Many people become confused at this point and ask "What if it isn't the dominant gene, rather the recessive gene that causes the powers?" The answer is simple, replacing dominant with recessive and recessive with dominant it becomes obvious, the percentages remain the same. Therefore it does not matter if it is a recessive or dominant trait when it comes to the statistics of probability.

[edit] Dominant and Recessive genes

From Wikipedia:

In genetics, dominance describes the effects of different versions of a gene on a trait. Many animals (including humans) and plants have two copies of each gene, one inherited from each parent. genes are located on specific locations called alleles. If the two copies of a gene are different, and their combined effect is determined by one of the genes, than we call that gene dominant. The other gene, which does not determine the outcome, is said to be recessive.

For example, having two copies of one allele of the EYCL3 gene causes the eye's iris to be brown, and having two copies of another allele causes the iris to be blue. But having one copy of each allele leads to a brown iris. Thus the brown allele is said to be dominant over the blue allele (and the blue allele is said to be recessive to the brown allele).

In most cases a dominance relationship is seen when the gene encodes an enzyme, and its recessive counterpart does not.
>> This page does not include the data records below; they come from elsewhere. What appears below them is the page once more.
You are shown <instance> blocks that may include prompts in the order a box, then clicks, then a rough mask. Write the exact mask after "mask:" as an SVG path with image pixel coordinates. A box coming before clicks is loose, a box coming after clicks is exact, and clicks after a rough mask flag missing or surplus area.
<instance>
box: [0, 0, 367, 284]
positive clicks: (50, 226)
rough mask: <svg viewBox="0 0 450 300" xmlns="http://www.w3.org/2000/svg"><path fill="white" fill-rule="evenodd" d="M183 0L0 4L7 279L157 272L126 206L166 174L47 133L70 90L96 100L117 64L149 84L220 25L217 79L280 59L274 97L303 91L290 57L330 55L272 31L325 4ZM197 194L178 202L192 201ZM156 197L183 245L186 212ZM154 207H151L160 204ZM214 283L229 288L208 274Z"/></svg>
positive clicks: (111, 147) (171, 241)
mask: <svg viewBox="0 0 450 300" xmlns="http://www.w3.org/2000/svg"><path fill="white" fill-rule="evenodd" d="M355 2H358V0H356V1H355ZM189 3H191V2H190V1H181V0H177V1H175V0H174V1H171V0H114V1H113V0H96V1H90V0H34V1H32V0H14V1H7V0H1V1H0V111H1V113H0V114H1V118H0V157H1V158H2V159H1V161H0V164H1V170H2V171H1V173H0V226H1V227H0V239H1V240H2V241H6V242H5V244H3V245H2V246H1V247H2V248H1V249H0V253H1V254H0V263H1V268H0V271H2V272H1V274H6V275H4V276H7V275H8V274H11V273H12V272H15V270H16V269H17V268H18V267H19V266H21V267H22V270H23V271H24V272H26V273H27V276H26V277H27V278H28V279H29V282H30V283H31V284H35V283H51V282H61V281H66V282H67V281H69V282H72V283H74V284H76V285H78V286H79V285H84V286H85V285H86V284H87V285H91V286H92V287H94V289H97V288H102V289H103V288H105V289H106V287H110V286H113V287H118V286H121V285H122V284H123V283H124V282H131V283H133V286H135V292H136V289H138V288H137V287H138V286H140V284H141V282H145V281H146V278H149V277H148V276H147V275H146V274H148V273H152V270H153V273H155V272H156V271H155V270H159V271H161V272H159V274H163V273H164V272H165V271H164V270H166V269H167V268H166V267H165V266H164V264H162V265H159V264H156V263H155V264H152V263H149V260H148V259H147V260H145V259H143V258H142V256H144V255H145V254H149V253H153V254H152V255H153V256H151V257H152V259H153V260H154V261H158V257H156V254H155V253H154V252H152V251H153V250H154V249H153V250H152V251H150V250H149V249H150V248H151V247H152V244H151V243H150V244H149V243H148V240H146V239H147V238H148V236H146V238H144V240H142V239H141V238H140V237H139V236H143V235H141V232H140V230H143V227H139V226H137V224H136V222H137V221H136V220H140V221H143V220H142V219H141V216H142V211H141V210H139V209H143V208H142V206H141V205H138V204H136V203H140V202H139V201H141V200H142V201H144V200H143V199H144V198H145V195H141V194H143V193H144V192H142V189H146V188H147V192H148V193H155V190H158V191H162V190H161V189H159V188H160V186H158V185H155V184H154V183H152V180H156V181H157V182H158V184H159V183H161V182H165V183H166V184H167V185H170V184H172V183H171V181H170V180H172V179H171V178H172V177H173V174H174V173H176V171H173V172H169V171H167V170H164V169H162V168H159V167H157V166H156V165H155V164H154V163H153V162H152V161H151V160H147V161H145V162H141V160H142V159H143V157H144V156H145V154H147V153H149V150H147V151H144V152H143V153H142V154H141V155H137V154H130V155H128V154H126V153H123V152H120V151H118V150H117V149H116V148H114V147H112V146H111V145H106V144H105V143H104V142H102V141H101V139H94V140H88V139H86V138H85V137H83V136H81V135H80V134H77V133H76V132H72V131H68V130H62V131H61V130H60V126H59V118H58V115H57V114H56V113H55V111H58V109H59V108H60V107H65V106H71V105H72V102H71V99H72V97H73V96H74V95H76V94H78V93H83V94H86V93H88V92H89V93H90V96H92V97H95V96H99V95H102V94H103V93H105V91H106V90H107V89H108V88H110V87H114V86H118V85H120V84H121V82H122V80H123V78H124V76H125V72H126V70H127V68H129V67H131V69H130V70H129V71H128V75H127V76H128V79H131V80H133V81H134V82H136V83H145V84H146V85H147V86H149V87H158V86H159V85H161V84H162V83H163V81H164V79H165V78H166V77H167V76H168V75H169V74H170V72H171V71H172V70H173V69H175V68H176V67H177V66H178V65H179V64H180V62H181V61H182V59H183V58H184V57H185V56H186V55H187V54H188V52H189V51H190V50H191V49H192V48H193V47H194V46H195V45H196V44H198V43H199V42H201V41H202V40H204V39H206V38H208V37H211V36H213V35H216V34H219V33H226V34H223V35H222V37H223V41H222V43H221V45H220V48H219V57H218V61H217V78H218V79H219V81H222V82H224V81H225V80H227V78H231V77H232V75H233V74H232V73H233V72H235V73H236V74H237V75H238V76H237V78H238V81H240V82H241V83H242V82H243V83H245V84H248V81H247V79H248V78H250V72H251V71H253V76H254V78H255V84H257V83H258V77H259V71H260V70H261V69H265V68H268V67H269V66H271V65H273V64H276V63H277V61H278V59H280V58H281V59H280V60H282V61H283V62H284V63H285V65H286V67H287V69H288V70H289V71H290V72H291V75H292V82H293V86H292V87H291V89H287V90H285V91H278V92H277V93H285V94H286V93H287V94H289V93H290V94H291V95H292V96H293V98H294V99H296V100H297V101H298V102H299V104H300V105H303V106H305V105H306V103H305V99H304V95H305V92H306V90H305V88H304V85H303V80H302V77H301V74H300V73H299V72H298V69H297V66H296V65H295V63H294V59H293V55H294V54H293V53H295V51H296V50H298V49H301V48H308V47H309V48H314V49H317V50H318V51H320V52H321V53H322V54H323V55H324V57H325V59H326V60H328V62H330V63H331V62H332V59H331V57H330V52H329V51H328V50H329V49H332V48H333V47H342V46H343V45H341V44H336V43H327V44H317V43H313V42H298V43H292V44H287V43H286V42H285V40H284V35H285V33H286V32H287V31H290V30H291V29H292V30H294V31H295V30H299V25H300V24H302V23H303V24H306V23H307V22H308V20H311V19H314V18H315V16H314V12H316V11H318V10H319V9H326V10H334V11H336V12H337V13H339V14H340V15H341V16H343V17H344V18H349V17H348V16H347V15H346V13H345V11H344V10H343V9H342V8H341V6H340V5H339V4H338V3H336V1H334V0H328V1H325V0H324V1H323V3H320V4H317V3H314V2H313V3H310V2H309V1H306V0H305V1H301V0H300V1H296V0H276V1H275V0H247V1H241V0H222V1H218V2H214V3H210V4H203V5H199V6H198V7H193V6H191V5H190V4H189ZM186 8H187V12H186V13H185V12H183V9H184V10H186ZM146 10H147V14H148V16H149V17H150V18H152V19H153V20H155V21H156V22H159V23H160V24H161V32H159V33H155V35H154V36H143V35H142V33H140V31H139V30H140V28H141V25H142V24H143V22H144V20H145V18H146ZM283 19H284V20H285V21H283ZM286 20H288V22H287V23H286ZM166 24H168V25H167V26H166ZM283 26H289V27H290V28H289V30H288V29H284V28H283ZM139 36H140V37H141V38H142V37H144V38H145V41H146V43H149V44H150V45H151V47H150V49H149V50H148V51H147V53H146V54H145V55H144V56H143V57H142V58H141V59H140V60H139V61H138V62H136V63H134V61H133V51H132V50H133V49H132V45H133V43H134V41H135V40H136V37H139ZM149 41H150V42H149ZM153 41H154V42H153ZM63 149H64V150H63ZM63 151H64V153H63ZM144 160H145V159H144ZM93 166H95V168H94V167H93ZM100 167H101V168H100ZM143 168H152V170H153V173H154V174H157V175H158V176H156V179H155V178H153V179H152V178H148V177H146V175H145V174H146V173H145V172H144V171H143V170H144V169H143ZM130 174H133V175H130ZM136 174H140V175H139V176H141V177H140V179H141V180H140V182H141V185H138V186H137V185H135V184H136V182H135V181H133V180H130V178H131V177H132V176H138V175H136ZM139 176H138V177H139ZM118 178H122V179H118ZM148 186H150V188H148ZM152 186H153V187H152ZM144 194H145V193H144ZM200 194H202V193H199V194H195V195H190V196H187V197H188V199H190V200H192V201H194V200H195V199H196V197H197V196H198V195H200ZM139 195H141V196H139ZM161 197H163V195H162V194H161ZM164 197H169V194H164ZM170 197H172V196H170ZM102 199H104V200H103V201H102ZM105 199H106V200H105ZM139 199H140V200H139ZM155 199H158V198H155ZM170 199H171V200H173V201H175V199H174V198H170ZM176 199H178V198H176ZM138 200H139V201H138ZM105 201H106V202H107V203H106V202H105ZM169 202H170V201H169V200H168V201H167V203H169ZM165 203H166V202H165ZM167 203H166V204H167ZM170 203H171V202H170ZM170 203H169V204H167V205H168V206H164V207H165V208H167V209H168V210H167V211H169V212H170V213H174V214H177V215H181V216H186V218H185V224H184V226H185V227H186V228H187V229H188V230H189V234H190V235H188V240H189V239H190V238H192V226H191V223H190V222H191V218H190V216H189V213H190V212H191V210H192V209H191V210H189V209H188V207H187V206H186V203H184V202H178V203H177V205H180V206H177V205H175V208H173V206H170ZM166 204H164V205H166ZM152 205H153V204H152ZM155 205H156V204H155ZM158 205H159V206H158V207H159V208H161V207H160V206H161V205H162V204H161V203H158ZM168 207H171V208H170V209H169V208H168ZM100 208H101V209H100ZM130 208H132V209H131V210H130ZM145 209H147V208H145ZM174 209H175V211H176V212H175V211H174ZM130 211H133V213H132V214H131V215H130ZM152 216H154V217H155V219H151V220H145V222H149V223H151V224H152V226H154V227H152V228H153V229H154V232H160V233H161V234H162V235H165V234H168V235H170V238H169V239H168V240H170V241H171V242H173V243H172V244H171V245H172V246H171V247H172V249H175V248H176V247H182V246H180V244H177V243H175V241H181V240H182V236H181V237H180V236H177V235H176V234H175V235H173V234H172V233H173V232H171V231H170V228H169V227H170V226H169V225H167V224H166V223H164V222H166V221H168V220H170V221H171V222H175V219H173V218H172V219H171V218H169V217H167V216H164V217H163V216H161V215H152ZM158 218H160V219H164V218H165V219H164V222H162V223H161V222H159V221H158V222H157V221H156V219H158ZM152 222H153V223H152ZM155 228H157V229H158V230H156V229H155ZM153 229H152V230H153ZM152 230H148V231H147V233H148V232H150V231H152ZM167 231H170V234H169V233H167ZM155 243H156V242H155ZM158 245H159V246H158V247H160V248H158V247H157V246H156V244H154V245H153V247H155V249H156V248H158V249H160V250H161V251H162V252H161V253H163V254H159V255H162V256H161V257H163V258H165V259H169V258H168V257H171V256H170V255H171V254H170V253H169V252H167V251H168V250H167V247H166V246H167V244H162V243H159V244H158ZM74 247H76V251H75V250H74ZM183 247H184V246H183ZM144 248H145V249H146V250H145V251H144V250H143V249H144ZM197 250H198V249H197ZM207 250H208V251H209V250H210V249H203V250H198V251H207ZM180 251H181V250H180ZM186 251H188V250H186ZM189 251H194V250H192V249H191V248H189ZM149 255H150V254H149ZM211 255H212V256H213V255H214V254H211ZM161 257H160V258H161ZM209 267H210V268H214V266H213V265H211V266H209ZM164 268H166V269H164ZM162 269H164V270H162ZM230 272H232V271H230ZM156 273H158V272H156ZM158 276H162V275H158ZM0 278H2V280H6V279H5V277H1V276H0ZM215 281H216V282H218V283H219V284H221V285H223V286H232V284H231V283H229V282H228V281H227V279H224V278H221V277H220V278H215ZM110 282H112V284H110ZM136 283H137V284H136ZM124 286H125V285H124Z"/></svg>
In many cases, a normal function can be maintained with only half the amount of an enzyme. In these cases a single copy of the normal allele produces enough of the gene’s product to give the same effect as two normal copies, and so the normal allele is described as being dominant to the other allele. This is the case for the eye color alleles described above, where a single functional copy of the ‘brown’ allele causes enough melanin to be made in the iris that the eyes appear brown even when paired with the non-melanin-producing ‘blue’ allele.

Dominance was discovered by Mendel, who introduced the use of uppercase letters to denote dominant alleles and lowercase to denote recessive alleles, as is still commonly used in introductory genetics courses (for example, B and b for alleles causing brown and blue eyes). Although this usage is convenient it is misleading, because dominance is not a property of an allele considered in isolation but of a relationship between the effects of two alleles. When geneticists loosely refer to a dominant allele or a recessive allele, they mean that the allele is dominant or recessive to the standard allele.

geneticists often use the term dominance in other contexts, distinguishing between simple or complete dominance as described above, and other relationships. Relationships described as incomplete or partial dominance are usually more accurately described as giving an intermediate or blended phenotype. The relationship described as codominance describes a relationship where the distinct phenotypes caused by each allele are both seen when both alleles are present.

[edit] Other Factors

Dominance of a particular gene does not necessarily mean the trait will manifest. Some traits, while genetic, are also gender specific, baldness, colorblindness and, hemophilia are some examples of gender specific genetic traits. Still other traits are restricted to race, as in sickle cell anemia.